My intuition tells me my favourite toy, as a child, was a plush Ernie toy, Ernie, the resident of Sesame Street who graces the TV sets of viewers.
Sesame Street-and I suspect it continues to run–is the public television series with both people and puppets as residents and visitors, on an unusual street, where it is normal to teach life skills like counting and spelling. I am not sure I gleaned a lot of learning from watching, but, when I was small, it could be I did. We had a set of Bert and Ernie dolls in our house.
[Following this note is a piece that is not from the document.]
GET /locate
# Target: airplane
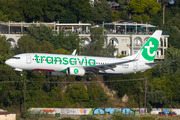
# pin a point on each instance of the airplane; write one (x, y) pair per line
(59, 64)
Bert and Ernie usually disagreed on how they should be living. I am not sure there is a pattern that emerges from accepting that these two blokes live together in a weird, weird world, but perhaps one does. Anyway, I don’t think I am as small and round as Ernie, nor do I lend myself as much to being as silly. I suppose I’m silly much of the time, anyway, but I don’t think Ernie was a role model for me, just a toy that resembled a person.
I had a fair bit of intelligence, as a child, and I’m not sure I played with the Ernie doll as much as it kept me company, when I was entertaining my lonesome, in my childhood bedroom. It is, like I said, only my intuition that informs me of this. I am trying to be honest in the face of a somewhat challenging question about a childhood toy.
I don’t know what the likes of psychiatrist Sigmund Freud would have made of my bond with Ernie, but I don’t recall taking him out of the house, or anything like that. I think he merely kept me company when circumstances dictated that I be on my own.